In the past I would take one of the vague security requirements, read the mapping to the well described framework to understand the underlying risk, the intent of the question, as well as likely mitigating measures (security controls). On average, that would take between 45-60 minutes per question. Multiply that out it's ~350 * 45 minutes or around 262 hours.

My first attempts to use AI for this yielded results that had some value, but lacked the quality to provide to the client.

On this past weekend, using python, Sonnet 3.5, JSON schemas, I managed to get the entire ~350 questions documented with a quality level exceeding what I could achieve manually.

It cost $10 in API credits and approx 14 hrs of my time (I'm sure a pro could easily achieve this in under 1 hour). The code itself was easy enough, but the big improvements came from the schema descriptions. That was the change that gave me the 'aha' moment.

I read over final results for dangerous errors (but ended up changing nothing at all) but just in case, I ran the results through GPT-4o which also found no issues that would prevent sending it to the client.

I would never get that job done manually, it's simply too much of a grind for a human to do cheaply or reliably.

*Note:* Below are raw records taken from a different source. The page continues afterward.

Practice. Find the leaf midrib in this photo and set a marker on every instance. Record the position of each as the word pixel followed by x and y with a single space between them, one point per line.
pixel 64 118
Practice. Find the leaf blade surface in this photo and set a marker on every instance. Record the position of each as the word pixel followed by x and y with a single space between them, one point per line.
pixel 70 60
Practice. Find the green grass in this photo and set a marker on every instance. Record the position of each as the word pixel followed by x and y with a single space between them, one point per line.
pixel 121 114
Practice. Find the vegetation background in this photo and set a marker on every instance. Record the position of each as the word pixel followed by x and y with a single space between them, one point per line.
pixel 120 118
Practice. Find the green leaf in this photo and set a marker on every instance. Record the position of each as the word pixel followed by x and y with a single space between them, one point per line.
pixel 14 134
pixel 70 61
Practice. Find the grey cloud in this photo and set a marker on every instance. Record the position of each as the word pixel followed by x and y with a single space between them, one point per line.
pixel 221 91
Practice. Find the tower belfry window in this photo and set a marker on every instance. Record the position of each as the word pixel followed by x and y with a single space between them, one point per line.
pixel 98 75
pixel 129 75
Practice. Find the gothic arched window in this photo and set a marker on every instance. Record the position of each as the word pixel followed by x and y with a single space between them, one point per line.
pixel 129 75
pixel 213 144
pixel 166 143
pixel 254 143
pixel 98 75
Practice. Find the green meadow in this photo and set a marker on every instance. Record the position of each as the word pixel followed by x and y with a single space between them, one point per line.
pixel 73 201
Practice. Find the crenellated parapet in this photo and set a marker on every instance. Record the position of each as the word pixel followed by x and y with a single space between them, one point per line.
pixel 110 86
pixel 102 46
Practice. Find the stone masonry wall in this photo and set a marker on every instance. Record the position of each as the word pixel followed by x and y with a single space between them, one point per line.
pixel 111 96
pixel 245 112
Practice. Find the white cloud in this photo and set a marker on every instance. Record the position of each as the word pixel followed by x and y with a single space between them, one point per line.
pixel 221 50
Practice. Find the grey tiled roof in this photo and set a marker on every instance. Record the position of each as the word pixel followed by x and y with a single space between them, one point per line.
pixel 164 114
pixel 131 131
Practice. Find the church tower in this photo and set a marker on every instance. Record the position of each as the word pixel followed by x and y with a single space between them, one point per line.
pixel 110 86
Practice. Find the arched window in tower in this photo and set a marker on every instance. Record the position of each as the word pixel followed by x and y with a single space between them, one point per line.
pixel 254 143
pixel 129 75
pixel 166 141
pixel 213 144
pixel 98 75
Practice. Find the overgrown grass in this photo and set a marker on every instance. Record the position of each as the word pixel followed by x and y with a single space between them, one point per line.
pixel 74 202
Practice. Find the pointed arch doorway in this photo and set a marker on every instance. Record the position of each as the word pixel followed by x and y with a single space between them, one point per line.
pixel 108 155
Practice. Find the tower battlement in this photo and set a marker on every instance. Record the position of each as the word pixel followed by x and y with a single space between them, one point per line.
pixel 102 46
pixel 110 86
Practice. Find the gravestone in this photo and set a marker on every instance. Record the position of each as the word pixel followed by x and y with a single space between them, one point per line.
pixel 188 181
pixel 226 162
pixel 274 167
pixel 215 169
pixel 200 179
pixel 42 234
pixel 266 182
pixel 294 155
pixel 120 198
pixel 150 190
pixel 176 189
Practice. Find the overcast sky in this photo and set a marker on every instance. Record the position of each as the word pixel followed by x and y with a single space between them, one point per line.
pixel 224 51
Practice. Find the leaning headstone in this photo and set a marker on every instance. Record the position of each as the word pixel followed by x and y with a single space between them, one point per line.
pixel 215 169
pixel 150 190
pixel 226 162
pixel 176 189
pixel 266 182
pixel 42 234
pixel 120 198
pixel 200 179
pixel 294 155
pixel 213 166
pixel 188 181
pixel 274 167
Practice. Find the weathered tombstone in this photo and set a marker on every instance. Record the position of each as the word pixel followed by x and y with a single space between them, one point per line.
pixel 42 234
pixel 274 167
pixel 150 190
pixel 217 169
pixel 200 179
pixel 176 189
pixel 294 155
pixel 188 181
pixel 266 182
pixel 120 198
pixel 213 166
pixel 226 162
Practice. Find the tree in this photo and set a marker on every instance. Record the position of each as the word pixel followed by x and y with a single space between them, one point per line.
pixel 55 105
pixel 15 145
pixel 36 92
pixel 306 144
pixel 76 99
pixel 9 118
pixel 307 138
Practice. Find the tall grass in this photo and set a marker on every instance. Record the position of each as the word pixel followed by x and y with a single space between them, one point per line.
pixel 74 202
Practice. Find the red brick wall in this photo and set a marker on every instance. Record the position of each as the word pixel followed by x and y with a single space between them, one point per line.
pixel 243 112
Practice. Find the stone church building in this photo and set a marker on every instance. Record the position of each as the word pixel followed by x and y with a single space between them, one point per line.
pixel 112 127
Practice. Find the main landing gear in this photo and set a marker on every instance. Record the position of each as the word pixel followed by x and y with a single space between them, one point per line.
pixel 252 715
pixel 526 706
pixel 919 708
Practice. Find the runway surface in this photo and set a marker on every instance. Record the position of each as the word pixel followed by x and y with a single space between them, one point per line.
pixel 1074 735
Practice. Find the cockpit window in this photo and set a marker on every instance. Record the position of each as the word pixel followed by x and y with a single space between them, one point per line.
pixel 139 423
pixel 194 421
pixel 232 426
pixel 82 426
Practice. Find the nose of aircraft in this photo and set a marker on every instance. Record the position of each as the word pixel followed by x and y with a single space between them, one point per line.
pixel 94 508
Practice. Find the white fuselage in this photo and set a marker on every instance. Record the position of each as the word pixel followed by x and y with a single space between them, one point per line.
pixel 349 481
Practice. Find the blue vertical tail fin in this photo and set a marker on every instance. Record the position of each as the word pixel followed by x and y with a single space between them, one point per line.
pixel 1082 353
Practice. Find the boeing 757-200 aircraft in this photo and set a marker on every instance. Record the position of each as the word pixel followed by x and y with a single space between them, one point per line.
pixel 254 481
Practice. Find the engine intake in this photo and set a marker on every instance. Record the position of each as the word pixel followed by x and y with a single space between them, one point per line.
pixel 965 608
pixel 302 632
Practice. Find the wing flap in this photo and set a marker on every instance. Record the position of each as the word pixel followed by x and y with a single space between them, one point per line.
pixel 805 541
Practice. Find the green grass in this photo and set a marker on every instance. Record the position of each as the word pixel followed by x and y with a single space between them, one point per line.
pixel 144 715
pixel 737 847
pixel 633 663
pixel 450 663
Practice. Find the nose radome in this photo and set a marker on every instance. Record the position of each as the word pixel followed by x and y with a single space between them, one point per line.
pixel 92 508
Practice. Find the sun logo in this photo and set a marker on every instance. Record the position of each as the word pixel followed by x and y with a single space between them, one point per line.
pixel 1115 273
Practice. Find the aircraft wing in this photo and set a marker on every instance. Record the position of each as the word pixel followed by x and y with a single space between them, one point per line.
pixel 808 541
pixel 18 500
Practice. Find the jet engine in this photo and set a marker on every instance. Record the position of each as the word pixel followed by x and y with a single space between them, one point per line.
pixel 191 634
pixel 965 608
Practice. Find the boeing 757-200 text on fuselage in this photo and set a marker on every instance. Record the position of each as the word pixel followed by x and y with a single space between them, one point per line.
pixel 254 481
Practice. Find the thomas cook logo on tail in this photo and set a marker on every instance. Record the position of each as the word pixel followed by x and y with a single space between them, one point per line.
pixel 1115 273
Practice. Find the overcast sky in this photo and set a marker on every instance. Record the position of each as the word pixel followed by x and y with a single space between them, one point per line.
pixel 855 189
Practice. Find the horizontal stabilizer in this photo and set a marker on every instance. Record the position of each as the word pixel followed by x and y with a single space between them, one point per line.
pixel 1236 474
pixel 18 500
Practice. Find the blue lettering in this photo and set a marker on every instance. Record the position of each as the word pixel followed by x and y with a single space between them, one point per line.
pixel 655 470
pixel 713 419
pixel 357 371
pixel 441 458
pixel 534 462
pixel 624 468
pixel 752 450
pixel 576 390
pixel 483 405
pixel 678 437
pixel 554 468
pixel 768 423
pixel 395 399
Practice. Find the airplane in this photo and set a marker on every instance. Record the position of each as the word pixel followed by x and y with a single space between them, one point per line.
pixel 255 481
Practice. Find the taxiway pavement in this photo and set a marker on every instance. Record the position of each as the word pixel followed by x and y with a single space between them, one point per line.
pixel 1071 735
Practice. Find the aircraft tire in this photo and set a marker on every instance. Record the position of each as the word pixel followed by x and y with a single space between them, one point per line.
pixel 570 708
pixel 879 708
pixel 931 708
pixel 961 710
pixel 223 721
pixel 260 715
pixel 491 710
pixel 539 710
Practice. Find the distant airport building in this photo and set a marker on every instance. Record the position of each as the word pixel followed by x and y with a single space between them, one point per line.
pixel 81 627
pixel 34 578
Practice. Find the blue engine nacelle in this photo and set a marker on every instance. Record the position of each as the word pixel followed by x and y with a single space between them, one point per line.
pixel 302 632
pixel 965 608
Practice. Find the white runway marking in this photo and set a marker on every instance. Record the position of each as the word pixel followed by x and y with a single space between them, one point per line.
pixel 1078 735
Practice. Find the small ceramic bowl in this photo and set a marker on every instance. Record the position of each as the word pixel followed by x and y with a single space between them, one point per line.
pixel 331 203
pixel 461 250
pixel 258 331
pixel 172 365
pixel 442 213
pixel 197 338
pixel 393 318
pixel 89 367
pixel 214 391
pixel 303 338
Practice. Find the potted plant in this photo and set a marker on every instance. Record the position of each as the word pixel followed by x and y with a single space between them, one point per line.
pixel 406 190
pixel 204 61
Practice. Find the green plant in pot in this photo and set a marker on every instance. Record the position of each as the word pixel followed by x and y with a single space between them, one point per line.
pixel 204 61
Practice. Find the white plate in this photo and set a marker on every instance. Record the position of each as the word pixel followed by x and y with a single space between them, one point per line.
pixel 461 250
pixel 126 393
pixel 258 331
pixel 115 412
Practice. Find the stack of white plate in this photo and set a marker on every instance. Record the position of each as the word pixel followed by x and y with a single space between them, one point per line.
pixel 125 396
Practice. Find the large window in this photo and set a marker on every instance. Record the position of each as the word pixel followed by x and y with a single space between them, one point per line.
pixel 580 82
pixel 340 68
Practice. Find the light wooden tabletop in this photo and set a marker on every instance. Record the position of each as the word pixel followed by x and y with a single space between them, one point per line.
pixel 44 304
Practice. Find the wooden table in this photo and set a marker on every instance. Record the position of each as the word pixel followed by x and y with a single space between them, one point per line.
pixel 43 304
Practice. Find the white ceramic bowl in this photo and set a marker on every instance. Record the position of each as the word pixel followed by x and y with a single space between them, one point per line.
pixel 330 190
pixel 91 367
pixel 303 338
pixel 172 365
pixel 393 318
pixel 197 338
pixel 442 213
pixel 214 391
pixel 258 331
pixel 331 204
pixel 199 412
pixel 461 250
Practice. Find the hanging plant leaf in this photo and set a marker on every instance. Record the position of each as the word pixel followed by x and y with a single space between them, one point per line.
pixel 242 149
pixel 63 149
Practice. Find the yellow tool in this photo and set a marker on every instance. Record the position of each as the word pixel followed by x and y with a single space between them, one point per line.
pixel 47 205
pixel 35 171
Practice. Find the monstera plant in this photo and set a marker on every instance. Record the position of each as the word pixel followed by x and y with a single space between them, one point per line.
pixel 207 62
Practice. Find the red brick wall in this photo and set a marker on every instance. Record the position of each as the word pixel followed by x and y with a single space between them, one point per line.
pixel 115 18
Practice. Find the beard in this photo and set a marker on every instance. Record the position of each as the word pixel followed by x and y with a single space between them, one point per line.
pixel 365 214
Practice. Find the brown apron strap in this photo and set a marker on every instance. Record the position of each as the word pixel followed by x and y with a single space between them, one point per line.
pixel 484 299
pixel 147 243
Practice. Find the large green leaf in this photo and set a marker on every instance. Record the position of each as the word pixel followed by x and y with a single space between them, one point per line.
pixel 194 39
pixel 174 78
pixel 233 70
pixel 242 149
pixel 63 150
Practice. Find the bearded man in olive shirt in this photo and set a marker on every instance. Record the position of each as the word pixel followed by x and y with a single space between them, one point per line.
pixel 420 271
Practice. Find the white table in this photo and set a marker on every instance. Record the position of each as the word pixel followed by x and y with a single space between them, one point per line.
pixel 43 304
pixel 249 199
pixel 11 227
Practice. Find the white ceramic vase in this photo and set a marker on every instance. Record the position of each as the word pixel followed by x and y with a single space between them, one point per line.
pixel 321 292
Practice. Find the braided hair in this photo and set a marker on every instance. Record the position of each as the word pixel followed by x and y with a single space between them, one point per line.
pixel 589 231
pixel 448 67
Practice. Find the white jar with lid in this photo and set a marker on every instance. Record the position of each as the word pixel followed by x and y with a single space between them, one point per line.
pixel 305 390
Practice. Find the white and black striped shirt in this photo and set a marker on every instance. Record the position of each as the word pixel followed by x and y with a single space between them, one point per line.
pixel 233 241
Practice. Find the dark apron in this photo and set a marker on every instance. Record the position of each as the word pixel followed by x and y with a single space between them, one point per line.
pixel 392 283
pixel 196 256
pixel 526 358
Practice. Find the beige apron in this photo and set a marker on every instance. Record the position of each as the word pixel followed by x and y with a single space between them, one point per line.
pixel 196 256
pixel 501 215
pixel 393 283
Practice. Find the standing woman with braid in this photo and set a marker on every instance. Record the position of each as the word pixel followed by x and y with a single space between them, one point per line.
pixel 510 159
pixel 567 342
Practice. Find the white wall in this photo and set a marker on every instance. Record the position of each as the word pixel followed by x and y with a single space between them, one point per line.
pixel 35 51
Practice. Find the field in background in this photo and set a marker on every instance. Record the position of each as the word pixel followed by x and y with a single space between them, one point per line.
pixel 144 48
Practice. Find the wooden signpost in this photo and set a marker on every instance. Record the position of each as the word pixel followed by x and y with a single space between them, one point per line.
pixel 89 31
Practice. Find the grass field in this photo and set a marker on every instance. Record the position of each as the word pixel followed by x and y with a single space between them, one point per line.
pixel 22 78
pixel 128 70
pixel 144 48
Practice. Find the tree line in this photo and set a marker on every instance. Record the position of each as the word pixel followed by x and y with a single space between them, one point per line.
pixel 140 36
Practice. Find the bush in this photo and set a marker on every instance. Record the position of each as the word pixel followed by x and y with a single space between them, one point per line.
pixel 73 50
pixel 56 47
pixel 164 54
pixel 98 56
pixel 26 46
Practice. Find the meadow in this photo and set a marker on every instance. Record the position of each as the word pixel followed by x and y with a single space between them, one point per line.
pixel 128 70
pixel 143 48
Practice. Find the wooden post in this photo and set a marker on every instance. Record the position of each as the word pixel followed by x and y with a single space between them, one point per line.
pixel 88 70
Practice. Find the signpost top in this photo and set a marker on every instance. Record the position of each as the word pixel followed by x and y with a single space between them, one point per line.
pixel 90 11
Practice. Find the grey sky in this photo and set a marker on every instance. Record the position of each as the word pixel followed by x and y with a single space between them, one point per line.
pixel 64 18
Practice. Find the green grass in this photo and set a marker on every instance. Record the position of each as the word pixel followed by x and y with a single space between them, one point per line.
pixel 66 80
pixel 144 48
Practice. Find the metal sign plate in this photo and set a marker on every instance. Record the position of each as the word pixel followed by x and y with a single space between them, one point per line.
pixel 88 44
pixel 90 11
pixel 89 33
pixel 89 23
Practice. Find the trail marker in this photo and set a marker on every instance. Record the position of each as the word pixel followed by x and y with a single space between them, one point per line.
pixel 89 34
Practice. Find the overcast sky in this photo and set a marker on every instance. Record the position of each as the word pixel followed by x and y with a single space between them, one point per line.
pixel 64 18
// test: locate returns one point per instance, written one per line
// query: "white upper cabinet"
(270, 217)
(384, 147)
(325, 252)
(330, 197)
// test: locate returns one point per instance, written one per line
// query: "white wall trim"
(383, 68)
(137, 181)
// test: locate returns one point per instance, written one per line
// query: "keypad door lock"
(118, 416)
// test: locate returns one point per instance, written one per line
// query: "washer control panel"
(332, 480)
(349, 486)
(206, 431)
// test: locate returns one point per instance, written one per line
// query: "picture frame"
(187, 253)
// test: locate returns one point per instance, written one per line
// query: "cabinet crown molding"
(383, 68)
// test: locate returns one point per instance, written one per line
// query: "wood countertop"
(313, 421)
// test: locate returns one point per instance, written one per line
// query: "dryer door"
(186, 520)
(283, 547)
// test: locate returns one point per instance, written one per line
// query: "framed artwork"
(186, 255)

Have you tried BAML (https://github.com/boundaryml/baml)? It's really good at structured output parsing. We integrated it directly into our pipeline builder.
Not yet, but its the weekend is just beginning, thanks for the tip.
(BAML founder here) feel free to jump on our Discord or email us if you have any issues with BAML! Here's our repo (with docs links) https://github.com/BoundaryML/baml and a demo: https://boundaryml.wistia.com/medias/5fxpquglde

People have used it to do anything from simple classifications to extracting giant schemas.

You are welcome! The easiest way to get started with BAML on Laminar is with our pipeline builder and Structured Output template. Check out the docs here (https://docs.lmnr.ai/pipeline/introduction)
Hey there, apologies for the late reply.

> Could you clarify why would some need to analyze LLMs out of all the things?

When you want to understand trends of the output of your Agent / RAG on scale, without looking manually at each trace, you need to another LLM to process the output. For instance, you want to understand what is the most common topic discussed with your agent. You can prompt another LLM to extract this info, Laminar will host everything, and turn this data into metrics.

> Why do we need to evaluate LLMs?

You right, devs who want to evaluate output of the LLM apps, truly care about the quality or some other metric. For this kind of cases evals are invaluable. Good example would be, AI drive-through agents or AI voice agents for mortgages (use cases we've seen on Laminar)

Topic modelling and classifications are real problems in LLM observability and evaluation, glad to see a platform doing this.

I see that you have chained prompts, does that mean I can define agents and functions inside the platform without having it in the code?

Yes! Our pipeline builder is pretty versatile. You can define conditional routing, parallel branches, and cycles. Right now we support LLM node and util nodes (json extractor). If you can defined your logic purely from those nodes (and in majority of cases you will be), then great, you can host everything on Laminar! You follow this guide (https://docs.lmnr.ai/tutorials/control-flow-with-LLM) it's bit outdated by gives you a good idea on how to create and run pipelines.
> Everything is LLMs these days. LLMs this, LLMs that. Am I really missing out something from these muted models? Back when it was released, they were so much capable but now everything is muted to the point they are mostly autocomplete on steroids.

it was my experience, too, then I tried out that cursor thing and turns out a well designed UX around claude 3.5 is the bees knees. it really does work, highly recommend the free trial. YMMV of course depending on what you work on; I tested it strictly on Python.

loading story #41455406
You're thinking about consumer use cases. Commercial uses cases are not "muted" by any means. The goal is to produce domain-specific JSON when fed some contextual data. And LLMs have only gotten better at doing so over time.